Following his poor show, Denly's position is under threat with Test captain Joe Root set to return for the second Test following the birth of his second child, while Essex's Dan Lawrence is waiting for his chance following a prolific winter for the England Lions.
Well, Nasser pointed out that Denly’s “problem is clearly a technical one” and suggested him to look at his stand-in captain Ben Stokes and India captain Virat Kohli who have modified their techniques.
In his column for Daily Mail, Nasser wrote: “The problem for Denly is that he has a history with the one that nips back. And if international bowlers these days sense a weakness, there really is no place to hide. His problem is clearly a technical one. He is planting his front foot on the middle and off stump, but he is not moving it again. And because his feet are getting stuck, he is having to play at the ball with his hands.”

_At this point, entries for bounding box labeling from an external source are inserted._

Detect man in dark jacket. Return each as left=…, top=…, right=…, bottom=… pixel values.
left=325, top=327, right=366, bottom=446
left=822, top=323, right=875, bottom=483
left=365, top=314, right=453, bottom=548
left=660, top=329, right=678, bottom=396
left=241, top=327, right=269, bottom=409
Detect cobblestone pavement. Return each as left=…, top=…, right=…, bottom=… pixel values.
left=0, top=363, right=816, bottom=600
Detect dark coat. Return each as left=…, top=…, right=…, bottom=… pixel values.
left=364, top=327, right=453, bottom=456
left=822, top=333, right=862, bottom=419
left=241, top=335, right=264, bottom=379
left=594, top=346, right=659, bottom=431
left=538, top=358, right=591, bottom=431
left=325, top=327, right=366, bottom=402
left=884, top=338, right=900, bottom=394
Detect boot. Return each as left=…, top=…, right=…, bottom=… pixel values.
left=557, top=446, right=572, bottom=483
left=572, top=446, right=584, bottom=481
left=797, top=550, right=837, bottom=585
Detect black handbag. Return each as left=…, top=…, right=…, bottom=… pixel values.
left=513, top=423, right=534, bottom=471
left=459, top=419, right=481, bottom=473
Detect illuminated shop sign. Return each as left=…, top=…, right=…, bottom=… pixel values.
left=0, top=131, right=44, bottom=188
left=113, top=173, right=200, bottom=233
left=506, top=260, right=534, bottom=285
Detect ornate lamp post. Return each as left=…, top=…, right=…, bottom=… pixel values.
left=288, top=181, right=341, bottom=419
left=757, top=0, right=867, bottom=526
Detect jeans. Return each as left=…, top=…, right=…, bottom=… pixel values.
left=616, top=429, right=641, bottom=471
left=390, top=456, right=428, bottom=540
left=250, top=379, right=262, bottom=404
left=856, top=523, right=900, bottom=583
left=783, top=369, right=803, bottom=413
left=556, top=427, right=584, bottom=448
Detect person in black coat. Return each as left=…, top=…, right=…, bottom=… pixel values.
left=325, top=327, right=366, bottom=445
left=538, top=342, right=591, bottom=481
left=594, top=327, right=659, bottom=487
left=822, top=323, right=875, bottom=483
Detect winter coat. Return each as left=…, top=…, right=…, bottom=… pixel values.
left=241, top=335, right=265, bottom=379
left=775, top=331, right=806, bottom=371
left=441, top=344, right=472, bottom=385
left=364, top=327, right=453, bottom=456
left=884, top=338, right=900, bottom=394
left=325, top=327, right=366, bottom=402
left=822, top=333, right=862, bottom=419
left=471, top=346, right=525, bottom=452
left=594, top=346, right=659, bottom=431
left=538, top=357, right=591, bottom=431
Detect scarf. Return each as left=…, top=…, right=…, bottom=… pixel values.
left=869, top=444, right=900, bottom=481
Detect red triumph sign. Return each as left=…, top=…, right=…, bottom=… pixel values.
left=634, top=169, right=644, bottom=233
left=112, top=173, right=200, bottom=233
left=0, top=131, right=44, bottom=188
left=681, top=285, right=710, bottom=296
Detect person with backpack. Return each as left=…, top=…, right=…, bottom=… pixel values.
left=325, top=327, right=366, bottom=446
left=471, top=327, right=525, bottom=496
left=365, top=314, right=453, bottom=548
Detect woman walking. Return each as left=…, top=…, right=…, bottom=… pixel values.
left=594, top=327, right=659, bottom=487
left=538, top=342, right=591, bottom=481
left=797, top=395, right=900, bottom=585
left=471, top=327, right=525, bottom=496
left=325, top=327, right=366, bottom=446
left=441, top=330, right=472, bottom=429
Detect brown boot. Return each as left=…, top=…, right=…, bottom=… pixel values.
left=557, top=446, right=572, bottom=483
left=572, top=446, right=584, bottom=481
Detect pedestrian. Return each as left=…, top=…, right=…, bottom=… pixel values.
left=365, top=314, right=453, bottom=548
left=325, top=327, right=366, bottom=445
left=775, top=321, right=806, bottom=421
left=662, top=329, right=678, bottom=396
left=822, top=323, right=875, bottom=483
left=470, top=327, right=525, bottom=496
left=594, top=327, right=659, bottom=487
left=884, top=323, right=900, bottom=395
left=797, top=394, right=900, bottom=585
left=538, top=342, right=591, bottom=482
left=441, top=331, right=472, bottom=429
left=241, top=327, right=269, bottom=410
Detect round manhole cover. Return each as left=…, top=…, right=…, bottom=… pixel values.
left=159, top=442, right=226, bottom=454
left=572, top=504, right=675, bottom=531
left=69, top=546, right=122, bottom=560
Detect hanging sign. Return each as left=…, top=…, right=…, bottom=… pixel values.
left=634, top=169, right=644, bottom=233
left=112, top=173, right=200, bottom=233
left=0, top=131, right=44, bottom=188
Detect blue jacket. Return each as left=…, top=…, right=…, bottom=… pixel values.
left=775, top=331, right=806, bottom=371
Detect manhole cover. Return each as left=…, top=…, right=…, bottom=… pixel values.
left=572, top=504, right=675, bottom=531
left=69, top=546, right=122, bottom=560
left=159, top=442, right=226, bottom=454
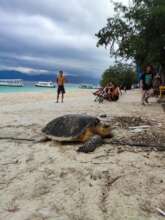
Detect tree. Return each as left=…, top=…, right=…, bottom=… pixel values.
left=101, top=63, right=136, bottom=89
left=96, top=0, right=165, bottom=83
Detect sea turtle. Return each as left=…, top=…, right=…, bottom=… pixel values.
left=42, top=114, right=111, bottom=153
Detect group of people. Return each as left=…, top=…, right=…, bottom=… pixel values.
left=93, top=82, right=122, bottom=102
left=56, top=65, right=161, bottom=105
left=140, top=65, right=161, bottom=105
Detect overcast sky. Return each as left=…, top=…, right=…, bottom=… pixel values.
left=0, top=0, right=126, bottom=76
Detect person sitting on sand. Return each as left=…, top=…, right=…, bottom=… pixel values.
left=56, top=70, right=66, bottom=103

He continued, “If the ball is coming back in from the offside, that leaves a gap between bat and pad. And that is what any international bowler worth his salt will be trying to exploit. At the county level, a glitch like that does not matter so much, because the bowlers might only be able to produce a threatening delivery once an over. Rob Key, who used to captain Denly at Kent, says it has always been a vulnerability. But in Test cricket, that goes up to three or four times an over.”

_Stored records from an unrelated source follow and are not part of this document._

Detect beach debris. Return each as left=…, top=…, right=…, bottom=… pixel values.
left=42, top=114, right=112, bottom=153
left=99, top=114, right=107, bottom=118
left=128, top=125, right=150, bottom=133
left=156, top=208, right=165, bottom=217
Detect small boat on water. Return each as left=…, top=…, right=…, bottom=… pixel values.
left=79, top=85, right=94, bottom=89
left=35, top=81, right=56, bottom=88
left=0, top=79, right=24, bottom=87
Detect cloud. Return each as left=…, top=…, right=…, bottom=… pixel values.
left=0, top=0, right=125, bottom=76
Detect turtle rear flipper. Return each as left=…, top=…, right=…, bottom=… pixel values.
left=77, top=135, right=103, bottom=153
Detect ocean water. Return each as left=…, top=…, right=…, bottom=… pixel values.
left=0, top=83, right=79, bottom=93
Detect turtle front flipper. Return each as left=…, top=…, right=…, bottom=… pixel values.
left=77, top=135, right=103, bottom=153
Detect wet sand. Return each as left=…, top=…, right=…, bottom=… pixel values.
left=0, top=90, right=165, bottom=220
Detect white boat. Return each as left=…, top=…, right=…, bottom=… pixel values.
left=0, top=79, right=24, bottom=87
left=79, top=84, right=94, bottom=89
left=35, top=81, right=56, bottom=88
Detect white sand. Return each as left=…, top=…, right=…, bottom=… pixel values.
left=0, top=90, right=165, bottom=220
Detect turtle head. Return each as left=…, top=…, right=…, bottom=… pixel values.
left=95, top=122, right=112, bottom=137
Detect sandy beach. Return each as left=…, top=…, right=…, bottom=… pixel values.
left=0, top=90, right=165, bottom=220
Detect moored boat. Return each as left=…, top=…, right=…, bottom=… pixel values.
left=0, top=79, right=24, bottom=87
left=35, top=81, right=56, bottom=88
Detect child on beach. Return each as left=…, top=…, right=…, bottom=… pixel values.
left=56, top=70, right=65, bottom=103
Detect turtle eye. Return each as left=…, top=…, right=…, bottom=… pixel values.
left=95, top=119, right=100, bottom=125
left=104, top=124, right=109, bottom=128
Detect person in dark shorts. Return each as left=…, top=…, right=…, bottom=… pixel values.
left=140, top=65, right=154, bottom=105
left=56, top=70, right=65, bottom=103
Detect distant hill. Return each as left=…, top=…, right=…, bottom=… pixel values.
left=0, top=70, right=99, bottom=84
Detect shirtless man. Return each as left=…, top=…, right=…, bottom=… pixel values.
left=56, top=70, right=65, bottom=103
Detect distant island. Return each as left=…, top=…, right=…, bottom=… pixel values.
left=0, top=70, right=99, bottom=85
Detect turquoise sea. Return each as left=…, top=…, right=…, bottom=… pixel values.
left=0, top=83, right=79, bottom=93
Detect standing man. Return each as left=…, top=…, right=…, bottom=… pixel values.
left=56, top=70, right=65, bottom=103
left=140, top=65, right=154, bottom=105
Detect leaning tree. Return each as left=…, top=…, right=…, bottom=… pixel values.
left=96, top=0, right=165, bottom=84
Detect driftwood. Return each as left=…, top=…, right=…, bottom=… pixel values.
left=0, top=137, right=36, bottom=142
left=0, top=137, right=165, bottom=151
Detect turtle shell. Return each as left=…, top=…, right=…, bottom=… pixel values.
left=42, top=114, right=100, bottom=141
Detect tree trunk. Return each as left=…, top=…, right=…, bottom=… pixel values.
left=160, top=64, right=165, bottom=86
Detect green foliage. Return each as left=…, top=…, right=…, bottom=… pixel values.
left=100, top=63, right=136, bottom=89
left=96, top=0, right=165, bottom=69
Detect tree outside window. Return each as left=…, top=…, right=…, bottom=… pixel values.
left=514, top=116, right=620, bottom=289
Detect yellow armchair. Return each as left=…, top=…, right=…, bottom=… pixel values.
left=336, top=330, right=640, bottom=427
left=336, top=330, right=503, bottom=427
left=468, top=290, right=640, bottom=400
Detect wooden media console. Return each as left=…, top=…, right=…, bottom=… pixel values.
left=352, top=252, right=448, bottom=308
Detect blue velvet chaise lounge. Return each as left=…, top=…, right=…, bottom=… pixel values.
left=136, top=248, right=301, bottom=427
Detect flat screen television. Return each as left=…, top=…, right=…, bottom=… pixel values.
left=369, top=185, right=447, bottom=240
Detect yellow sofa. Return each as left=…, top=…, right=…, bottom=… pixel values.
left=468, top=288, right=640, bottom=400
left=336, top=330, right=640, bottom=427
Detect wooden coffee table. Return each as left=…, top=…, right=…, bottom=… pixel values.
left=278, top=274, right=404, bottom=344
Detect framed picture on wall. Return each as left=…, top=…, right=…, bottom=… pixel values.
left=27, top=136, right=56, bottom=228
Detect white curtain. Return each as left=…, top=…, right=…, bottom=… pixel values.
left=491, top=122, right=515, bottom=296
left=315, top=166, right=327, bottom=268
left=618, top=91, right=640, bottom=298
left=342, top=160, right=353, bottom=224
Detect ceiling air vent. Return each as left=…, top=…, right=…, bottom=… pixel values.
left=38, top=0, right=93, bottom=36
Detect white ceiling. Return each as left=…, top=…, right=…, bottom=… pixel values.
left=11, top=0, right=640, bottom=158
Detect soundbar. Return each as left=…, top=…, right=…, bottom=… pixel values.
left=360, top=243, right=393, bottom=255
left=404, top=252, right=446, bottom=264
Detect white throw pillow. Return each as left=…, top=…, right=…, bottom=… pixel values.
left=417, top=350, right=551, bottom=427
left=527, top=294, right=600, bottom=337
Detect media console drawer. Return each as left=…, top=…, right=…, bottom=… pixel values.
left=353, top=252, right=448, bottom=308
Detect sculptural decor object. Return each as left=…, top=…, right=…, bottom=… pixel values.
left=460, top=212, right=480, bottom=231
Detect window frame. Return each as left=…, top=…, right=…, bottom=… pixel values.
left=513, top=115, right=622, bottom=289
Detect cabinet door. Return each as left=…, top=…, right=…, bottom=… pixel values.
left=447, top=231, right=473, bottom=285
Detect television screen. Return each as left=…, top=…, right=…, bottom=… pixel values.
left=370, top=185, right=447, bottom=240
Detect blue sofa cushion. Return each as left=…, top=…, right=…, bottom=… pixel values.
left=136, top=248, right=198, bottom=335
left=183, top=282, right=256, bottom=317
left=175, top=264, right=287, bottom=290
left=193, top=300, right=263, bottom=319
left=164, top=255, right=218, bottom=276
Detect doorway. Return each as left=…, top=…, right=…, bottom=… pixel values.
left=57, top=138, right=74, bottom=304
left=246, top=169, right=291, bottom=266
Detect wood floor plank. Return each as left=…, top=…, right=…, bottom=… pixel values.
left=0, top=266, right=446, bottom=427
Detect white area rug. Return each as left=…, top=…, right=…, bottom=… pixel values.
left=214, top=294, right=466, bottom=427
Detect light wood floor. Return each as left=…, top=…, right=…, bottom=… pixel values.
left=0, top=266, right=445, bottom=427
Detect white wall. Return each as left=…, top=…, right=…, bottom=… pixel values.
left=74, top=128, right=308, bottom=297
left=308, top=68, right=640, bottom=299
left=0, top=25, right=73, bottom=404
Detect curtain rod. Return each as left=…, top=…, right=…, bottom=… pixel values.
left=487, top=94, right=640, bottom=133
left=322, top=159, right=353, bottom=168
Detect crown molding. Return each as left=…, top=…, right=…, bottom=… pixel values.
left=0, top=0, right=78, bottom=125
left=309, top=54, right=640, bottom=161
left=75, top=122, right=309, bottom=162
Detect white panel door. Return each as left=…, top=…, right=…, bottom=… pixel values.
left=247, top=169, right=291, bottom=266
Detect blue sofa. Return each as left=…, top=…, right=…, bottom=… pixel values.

The cricketer-turned-commentator further said: “Whatever the reason, Denly will have to go away and work out how to deal with the problem. And he will have to do it quickly. He is 34, so time is not on his side, and Joe Root will return for next week’s second Test. And while I still believe Denly is ahead of Zak Crawley in the pecking order, things could get uncomfortable for him if he fails in the second innings, and Crawley gets a score.

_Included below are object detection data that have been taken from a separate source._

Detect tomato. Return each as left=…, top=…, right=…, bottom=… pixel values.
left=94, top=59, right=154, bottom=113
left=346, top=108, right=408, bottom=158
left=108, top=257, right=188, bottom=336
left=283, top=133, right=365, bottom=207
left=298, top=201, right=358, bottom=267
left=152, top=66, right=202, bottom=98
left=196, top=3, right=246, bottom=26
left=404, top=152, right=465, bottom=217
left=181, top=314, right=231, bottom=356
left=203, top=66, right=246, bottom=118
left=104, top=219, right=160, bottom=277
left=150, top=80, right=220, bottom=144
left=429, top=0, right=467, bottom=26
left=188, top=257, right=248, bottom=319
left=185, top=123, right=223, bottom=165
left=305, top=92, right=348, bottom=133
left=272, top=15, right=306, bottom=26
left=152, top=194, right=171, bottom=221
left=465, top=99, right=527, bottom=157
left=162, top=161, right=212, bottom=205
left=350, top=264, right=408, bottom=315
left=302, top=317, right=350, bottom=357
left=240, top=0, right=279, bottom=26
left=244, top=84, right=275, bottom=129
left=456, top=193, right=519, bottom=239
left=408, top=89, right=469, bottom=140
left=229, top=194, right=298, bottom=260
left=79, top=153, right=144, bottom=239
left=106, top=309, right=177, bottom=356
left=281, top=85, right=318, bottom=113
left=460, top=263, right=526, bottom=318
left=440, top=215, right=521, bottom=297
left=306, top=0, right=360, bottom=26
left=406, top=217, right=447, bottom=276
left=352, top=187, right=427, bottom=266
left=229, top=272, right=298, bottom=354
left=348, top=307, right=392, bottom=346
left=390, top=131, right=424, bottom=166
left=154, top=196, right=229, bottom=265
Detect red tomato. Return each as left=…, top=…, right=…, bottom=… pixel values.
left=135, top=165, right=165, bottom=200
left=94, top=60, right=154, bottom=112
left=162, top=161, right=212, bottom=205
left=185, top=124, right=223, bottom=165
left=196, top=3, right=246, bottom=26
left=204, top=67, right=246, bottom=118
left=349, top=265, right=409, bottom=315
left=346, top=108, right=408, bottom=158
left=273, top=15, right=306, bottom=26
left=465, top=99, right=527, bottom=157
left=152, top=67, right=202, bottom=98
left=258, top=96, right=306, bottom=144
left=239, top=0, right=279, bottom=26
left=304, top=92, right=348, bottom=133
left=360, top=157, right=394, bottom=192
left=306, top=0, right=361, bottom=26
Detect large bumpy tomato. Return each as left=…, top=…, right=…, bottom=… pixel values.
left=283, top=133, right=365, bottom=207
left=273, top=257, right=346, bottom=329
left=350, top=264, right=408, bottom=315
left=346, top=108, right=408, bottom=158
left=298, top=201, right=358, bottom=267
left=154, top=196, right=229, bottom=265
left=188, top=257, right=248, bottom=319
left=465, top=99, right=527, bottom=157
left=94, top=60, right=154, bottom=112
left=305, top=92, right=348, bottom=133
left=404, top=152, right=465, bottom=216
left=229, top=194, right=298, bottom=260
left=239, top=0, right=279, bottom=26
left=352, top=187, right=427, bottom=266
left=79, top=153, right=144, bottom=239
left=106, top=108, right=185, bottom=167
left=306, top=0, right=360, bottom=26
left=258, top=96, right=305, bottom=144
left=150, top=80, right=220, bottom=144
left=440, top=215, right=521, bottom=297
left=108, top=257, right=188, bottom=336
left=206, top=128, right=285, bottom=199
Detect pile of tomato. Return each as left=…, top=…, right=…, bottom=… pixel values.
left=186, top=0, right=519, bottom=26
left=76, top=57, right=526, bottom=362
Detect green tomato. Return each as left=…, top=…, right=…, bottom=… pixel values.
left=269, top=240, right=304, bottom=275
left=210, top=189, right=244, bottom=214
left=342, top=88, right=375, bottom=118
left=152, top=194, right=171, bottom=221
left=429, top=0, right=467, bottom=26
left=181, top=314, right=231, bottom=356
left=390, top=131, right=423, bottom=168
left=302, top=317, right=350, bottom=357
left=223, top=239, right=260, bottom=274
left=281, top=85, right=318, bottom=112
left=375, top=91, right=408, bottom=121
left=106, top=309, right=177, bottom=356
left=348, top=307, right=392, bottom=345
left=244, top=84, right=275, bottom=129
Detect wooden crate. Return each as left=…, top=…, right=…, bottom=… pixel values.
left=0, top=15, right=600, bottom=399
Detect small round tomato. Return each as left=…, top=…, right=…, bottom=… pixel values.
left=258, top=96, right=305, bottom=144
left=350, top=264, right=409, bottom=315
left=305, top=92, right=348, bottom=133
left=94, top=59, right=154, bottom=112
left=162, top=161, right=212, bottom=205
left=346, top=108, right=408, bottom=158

It is not an easy summer to correct technical issues, because at the moment a batsman cannot go back to county cricket and work on his game. But Denly has to find a way, even if it means moving further across his stumps to the off side.”
Citing the example of England all-rounder and Kohli, Nasser said: “Stokes has clearly tinkered with his technique, despite having the year of his life in 2019. He has opened up his stance and has got a big trigger movement across his stumps towards the offside. I’m not sure why he has done it, but it shows even when you are in form you can always improve your alignment.”
He further noted, “Another example is Virat Kohli. When he came to England in 2014, he kept nicking Jimmy Anderson. Two summers ago, he stood further outside his crease and intercepted the ball before it had a chance to swing as much. The result was that superb century at Edgbaston.”
He signed off by saying, “Denly has to believe that a tweak can be made, even while he accepts the risks that come with it. After training the brain for years about where his off stump is, a change of guard may confuse him about which balls to play at and which to leave. But the reality is that if he does not adapt quickly, the best bowlers are going to keep finding him out.
And, as I mentioned the other day, it is not just about Root coming back into the side. Dan Lawrence is itching for a crack, too. Test cricket can be a ruthless business. Denly has to adapt — and he has to adapt now.”